“Austerity” in America

by Mark on November 1, 2014 · 2 comments

Paul Krugman and many others on the left have claimed that “austerity” policies are the reason for the stagnant recovery from the recession that occurred from December 2007 through June 2009. One can only wonder how they can be so delusional as to call U.S. fiscal policy “austerity.”

You keep using that word. I do not think it means what you think it means.
– Inigo Montoya (The Princess Bride)

The term “austerity” conjures up ideas of being frugal, doing with less, and spending little, which is a far cry from what happened in the U.S. (and globally). You wouldn’t know it from listening to Krugman and Democrats repeatedly and hysterically criticize Republicans for opposing more spending increases, but the truth is that spending skyrocketed. The chart below shows what happened to total federal, state, and local government spending beginning with the recession in 2007.


Is this what is supposed to pass for “austerity”? I can only imagine what it would take to instead warrant the term “profligate”!

Keep in mind that what looks like a sharp decrease in government spending in recent years was only relative to the size of the economy. As you can see below, absolute spending was relatively flat and is much higher than before the recession.


Spending didn’t decrease so much as the size of the economy began to catch up with the massive increase in spending that had occurred. To put the current level of spending in better perspective, let’s go back a little further.


Even after the recent (relative) decrease in total government spending, it is still higher than pretty much every year in peacetime in this country’s history. That’s austerity?

Spending is also much higher than during the New Deal that Democrats & other Keynesians would have us believe began to lift us out of the Great Depression.
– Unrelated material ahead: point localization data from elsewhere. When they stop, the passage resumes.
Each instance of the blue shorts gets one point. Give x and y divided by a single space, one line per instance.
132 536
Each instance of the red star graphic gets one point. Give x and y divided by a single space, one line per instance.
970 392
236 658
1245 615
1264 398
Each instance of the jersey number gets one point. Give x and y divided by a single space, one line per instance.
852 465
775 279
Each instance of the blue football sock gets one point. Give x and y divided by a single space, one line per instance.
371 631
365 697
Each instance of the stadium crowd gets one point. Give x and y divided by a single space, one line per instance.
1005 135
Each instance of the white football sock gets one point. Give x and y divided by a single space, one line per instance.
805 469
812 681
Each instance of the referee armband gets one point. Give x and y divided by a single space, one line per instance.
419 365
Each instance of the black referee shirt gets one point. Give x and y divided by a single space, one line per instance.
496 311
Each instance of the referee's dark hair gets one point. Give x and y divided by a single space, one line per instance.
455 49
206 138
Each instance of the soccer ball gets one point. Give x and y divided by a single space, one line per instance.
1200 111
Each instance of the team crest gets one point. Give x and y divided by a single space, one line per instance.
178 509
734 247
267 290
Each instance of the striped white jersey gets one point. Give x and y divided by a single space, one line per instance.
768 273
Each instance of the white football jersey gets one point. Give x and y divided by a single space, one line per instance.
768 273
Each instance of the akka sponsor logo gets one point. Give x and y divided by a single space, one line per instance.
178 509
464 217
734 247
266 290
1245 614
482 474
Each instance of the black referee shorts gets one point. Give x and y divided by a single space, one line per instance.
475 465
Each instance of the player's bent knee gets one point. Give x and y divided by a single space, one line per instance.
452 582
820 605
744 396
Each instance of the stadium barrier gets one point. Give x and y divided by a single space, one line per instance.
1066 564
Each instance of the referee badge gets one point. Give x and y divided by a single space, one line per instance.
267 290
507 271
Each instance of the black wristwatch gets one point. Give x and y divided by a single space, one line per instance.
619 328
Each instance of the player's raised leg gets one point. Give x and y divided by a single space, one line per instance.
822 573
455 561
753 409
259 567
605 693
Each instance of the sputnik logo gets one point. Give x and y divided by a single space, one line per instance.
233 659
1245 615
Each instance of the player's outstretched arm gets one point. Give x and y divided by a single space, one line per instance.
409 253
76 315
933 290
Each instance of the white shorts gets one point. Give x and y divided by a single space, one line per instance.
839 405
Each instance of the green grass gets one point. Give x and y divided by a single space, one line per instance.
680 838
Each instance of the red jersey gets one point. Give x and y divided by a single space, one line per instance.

Interestingly, pretty much all of the growth in government spending occurred before FDR even took office in March 1933.


The surge in spending actually occurred from 1929 to 1933. Coincidentally, the extremely sharp recession that began the Great Depression occurred from August 1929 through March 1933.

Another interesting fact is that there was a very sharp recession from January 1920 through July 1921. Governments responded by slashing spending, and we subsequently entered the Roaring 20s. We recovered from a sharp contraction through a policy of true austerity. Democrats/Keynesians are very careful to ignore these facts because they both contradict the idea that the best way to recover from a sharp contraction is by increasing government spending massively.

What about deficits? Again, there is nothing “austere” about our budget deficits. I didn’t have access to state and local budget deficit numbers (which have obviously been high), but look at the massive federal deficits we began to run.


The ludicrous claim of “austerity” becomes even more absurd when we go back farther.


Except for World War I and World War II, we haven’t come close to running such massive deficits before. Austerity? Really?


Will we be fooled again?

The repeated failure of massive spending increases to stimulate the economy throughout history and around the world hasn’t dissuaded Keynesians from their delusional thinking. In fact, I have noticed a surge in articles by Keynesians doubling down on their flawed theories and insisting that “austerity” is the problem.

Get ready for a renewed War on Common Sense.

{ 2 comments… read them below or add one }

1 Ronald Brak February 7, 2015 at 12:12 pm

If you put Government Expenditures per Capita on the y axis instead of percent GDP you will see what people are talking about when they use the term austerity.


2 Mark February 7, 2015 at 2:19 pm

Ronald, government expenditures per capita just further proves my point.

See this post:

Per capita federal spending (in inflation-adjusted, constant FY 2009 dollars) increased from about $7,963 in FY 2000 to about $10,577 in FY 2014. Now, you could *try* to argue that $10,577 is austerity because it is down from a high of $11,548 in FY 2009, but this is absurd. The $10,577 per capita is still 13% higher than the pre-recession FY 2007 spending of $9,383, and it is still 33% higher than FY 2000.

And remember that this is all in inflation-adjusted terms.